Si en su momento Thomas Kuhn
utilizó la palabra paradigma para señalar los criterios cambiantes a lo largo
de la historia, sobre los que se funda el conocimiento científico. La
popularización posterior del término se extendió a otros objetos para enfatizar
el cambio institucional. Paradigma llegó a competir con conceptos ya
establecidos como el de estructura, tipo ideal, constructo, patrones, modelo,
con los cuales se resaltan los rasgos distintivos de creaciones culturales que
adoptan grupos, comunidades, clases o sociedades. Para los efectos de este
artículo sustituyo la expresión paradigma por modelo.
Es cierto que en México se han
roto paradigmas. Es una afirmación que amerita sustanciarse. Para romper los
modelos arraigados se han desplegado más de 18 meses de la actual
administración, más de tres décadas, para no ser injustos. Si acaso, lo visto
en los últimos meses es la conclusión de un dilatado proceso de cambio que ha
significado romper con modelos de poder y desarrollo económico, sin incidir en
la modificación de patrones culturales que mantienen la precariedad del Estado
de derecho y la consecuente falta de eficacia para producir justicia.
El abandono del modelo de
desarrollo, basado en la rectoría económica del Estado, orientado hacia el
mercado interno, protector de los productores rurales, el comercio y la
industria; la adopción de un modelo basado en el libre comercio, orientado
hacia el mercado externo y el fortalecimiento de consorcios empresariales con plenas
garantías de mover sus capitales, es decir, sin compromisos jurados respecto a
las metas nacionales.
El modelo implantado ha requerido
de modificaciones constitucionales, las cuales se han venido sucediendo y hasta
ahora se han completado con las reformas energética y laboral recientes. No
obstante el afán antiestatista del modelo, sus imperfecciones mostradas en un
mercado interno débil, salarios precarios y desocupación, obligan a mantener la
intervención del Estado a través del gasto social. Y mientras más exclusión y
desigualdad formal el modelo de desarrollo establecido, se requiere de más
gasto social.
Asociado a este modelo se
encuentra el cambio en el modelo de poder. Hasta cierto punto, este proceso
despegó con anterioridad, en sus especificaciones circunscritas a la materia
electoral. Formalmente, el modelo de poder centrado en el Partido
Revolucionario Institucional, en su carácter multiclasista, otorgaba al Estado
una capacidad de arbitraje eficaz, utilizando las compensaciones sociales para
agregar apoyos al régimen. Al avanzar la democracia electoral y junto con ella
el pluralismo, sin proclamarse, ni instituirse constitucionalmente, se insertó
un modelo de poder oligárquico, en sincronía con las exigencias del modelo de
desarrollo.
Hoy en México, las grandes
decisiones públicas se fundan medularmente en la voz de las grandes empresas,
para nada influyen el sector obrero o el campesino, reducidos a pilares arcaizantes
del PRI (A manera de hipótesis, la tendencia del PRI se acerca a la identidad
con la clase media, en una aspiración totalmente palacio) Las grandes empresas
no sólo son consultadas e influyen decisivamente en el gobierno, cuando no
logran su objetivo no quitan el dedo del renglón, el caso de la Reforma Fiscal.

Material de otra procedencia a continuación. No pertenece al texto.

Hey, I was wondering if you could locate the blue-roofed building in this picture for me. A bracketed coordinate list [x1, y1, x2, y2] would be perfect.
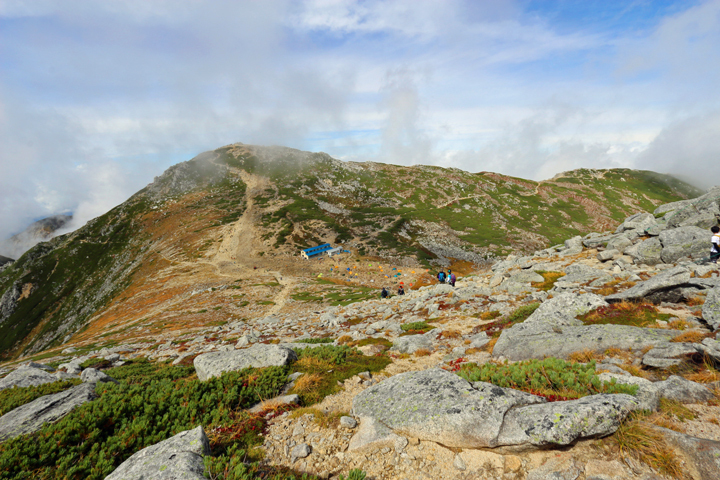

También financian campañas de políticos y, en sentido opuesto, operan para
formar el desprestigio de quien no es de su agrado. No está lejano el día en el
que la hegemonía empresarial termine por periclitar el pluralismo. El poder
oligárquico tiene en un puño a la democracia mexicana.
Dicho esto para darle sustancia
demostrativa a la afirmación presidencial de los paradigmas rotos.